危機に陥った彦右衛門勢を助けに来たのは、馬鹿でかい船に乗った十枡だった。逃げて来る彦右衛門勢の小舟を吸収しつつ、十枡の大艦隊はゆっくりと戦場に進んできた。
彦右衛門
「な、な、な、何じゃこりゃ〜!(松田優作風に)」
章之進
「げぇ、何て馬鹿でかい船!」
幸之助
「化け物ダニ!」

十枡
「くろ〜ずゆああ〜いず、瞳を閉じれ〜ば〜♪フンフンフンフン〜♪(長渕剛の真似をしながら)」
章之進
「残りの歌詞知らんのか〜い!」
十枡
「ようやく完成したんだナ。ささっ、彦右衛門様こちらへ。御家来衆も上がってくるんだナ。」
彦右衛門
「あの〜、助けに来てくれたのは嬉しいんすけど、この船は一体?」
十枡
「な、なんて質問なんだナ!ここは日本!日本の軍艦と言えば『大和』しかないんだナ!」
彦右衛門
「いや、あの、そういう意味ではなくて、ここは戦国時代で……。」
十枡
「さあ、村上水軍を蹴散らすんだナ!主砲46センチ砲発射準備!」

彦右衛門
「あの〜、だからここは戦国で………。」
砲術長
「主砲発射準備よ〜し!」
十枡
「全艦隊10時方向へ転舵、主砲発射の後、全砲門一斉射撃!目標、2時の方向村上水軍!但し、船には当てず、ビビらせて退却させるんだナ!」
操舵士
「ヨ〜ソロ〜!」
彦右衛門
「いや、あの〜、だからここは戦国でこの船はちょっと……。」
十枡
「発射なんだナ!」
砲術長
「発射!」
チュド〜ン、ドン、ドン!
ヒュルルルル、ドッポーン、ドッポーン!!
水兵
「今じゃ!てぇー!」



ダダダダダダダダ!!
ピュンピュンピュンピュン!!
村上吉充
「ぬおおおお!何たる巨大な船!しかも、あの大筒はなんじゃ!見たこともないぞ!」
田坂義英
「兵が怖じ気づいておりまするぞ!」
村上吉充
「くそっ!一旦、因島に退却じゃ!能島の村上武吉に援軍要請の早船を出せ!彦右衛門めの水軍を侮っておったわ!」
十枡
「退却していくんだナ!すぐに追い打ちをかけて一気に攻め撮ろうヨ!」
章之進
「よし、さすが十枡じゃ。拙者は最初から信じておったぞ!」
幸之助
「なんて身代わりの早さなんダニ。あきれてモノも言えんダニ。」
義左衛門
「まあまあ、そんなことよりこの好機を逃してはなりませぬ。このまま因島へ攻め入りましょう!」
彦右衛門
「よし、全軍進め!」
こうして十枡の援軍により、水上戦において村上水軍を蹴散らした彦右衛門軍は、因島へと駒を進めたのであった………続く。
<大和>
大日本帝国海軍の誇った超弩級戦艦。
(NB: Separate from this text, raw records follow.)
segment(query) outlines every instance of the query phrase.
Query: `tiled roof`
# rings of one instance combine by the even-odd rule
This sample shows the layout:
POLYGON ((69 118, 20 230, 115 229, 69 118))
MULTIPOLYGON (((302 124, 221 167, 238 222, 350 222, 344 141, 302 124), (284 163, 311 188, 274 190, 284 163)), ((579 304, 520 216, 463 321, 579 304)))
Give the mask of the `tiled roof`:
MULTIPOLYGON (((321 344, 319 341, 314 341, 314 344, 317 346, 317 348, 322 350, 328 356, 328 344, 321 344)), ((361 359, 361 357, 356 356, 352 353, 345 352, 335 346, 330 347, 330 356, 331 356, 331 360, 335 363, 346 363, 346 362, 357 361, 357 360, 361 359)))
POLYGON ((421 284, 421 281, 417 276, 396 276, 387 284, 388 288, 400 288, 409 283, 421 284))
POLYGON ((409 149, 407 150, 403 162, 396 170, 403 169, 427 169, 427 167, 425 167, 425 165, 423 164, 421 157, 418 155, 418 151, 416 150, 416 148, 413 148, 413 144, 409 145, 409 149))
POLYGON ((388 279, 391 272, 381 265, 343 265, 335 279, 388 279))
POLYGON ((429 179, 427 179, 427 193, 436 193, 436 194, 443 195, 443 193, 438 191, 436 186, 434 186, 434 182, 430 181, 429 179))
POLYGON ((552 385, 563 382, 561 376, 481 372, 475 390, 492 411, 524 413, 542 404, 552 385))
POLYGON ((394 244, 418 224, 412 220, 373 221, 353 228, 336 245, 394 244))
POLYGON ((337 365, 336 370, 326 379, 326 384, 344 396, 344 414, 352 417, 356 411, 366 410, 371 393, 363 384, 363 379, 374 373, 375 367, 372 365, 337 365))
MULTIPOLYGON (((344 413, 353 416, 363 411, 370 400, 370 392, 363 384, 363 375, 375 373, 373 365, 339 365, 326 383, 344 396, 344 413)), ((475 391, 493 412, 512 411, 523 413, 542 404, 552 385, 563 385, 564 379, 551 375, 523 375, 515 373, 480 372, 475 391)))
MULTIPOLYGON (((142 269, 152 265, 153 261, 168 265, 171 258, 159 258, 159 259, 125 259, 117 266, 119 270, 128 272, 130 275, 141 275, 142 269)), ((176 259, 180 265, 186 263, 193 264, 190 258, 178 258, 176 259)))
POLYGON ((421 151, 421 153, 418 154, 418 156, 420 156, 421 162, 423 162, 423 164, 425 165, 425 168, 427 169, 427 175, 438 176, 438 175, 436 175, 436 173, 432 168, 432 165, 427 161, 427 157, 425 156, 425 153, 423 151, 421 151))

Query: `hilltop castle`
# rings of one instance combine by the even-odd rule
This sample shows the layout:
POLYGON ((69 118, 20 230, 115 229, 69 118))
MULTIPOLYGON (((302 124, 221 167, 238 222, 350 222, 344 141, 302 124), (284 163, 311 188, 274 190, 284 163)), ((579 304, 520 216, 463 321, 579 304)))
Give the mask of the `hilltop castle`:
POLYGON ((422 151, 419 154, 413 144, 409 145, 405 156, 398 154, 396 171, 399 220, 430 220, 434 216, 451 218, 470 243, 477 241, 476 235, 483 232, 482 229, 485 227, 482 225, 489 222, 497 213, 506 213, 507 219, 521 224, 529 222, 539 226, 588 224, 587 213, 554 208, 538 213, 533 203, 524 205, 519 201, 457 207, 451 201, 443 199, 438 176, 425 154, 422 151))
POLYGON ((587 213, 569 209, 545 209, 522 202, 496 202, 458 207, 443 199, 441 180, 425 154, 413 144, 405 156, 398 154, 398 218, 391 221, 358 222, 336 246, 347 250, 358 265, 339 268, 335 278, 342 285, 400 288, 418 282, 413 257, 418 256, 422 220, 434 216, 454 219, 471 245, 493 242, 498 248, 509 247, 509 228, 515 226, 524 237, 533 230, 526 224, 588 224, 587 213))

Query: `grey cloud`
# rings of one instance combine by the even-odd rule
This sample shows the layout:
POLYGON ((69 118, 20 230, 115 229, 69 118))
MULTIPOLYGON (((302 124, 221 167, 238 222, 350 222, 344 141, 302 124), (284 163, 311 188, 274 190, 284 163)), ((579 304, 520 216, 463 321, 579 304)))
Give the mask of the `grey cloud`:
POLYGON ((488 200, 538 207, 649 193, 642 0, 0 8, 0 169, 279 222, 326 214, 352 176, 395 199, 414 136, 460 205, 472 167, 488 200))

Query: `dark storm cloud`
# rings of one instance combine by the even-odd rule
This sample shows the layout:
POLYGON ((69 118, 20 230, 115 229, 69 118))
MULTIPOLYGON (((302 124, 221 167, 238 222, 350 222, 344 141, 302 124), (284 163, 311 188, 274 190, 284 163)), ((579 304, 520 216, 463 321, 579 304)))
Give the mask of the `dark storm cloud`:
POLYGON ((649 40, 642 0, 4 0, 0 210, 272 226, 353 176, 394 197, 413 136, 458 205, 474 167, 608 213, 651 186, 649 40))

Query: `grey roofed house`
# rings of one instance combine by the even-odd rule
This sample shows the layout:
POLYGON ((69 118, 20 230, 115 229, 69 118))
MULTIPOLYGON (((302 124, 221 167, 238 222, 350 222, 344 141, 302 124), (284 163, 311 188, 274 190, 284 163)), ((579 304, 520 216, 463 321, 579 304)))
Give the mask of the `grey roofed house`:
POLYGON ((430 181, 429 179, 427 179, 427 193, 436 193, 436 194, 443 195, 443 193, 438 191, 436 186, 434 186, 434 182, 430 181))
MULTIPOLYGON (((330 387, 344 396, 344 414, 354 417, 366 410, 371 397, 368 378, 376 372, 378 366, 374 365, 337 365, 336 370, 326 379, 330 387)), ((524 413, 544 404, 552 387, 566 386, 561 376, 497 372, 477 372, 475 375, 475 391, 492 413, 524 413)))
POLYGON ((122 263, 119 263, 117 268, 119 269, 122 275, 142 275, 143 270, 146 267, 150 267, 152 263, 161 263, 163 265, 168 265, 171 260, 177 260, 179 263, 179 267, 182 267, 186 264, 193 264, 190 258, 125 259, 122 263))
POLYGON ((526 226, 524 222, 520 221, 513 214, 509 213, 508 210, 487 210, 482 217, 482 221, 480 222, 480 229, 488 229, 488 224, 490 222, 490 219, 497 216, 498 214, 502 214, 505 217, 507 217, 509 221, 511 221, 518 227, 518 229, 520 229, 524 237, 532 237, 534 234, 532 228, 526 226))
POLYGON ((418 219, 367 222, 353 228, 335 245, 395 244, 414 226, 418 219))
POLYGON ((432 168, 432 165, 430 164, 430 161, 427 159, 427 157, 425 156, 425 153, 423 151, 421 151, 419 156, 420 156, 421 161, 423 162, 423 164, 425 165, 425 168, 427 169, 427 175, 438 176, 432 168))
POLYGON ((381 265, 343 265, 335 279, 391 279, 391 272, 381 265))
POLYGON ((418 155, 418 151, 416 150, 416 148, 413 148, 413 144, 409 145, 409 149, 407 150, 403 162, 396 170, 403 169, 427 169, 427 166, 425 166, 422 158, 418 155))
弩とはイギリスの戦艦・ドレッドノートのことで、その基準を超える巨大戦艦を超弩級と呼ぶ。規模は以下の通り。
基準排水量 65000トン
全長 263メートル
全幅 38・9メートル
最大速力 27・46ノット
乗員 3300名
当時の最新技術を駆使して建造され、その技術は戦後日本の造船技術を影で支えたともいえる。主砲の46センチ砲は、全長1・98メートル、重量1・46トンの砲弾を最大射程42キロまで飛ばすことができた。
しかし、戦争は既に航空機の時代に突入しており、大和も時代遅れの大艦巨砲主義の象徴となってしまった。実際、大した戦歴もないまま1945年4月7日、菊水作戦により沖縄に特攻を命じられる。その途上、鹿児島県坊ノ岬沖にて米軍航空隊386機の波状攻撃を受け大爆発し、乗員2498名と共に沈没。生存者は僅か276名。
その様子を描いた、映画「男たちの大和」では監督の意向で、実物大のロケセットが広島県尾道市の向島、旧日立造船所跡地に造られた。
残念ながら艦橋と船体の一部はないが、行った人にはその巨大さが実感できたであろう。現在は公開も終わっている。広島県呉市の大和ミュージアムに行けば、海に向かって細長い公園があり、そこで大和の前方左半分の大きさが分かるようになっている。
非常に美しい軍艦であり、その悲劇的な最期と相俟って、全然役に立ってないにも関わらず(役に立たなかったから?)、現在でも人気が高い戦艦である。イギリスの知人に大和の絵はがきを送ったら、「Fine ship」だと言ってもらえた。日本的なるモノの美を認めてもらえたようで、ちょっと嬉しかった。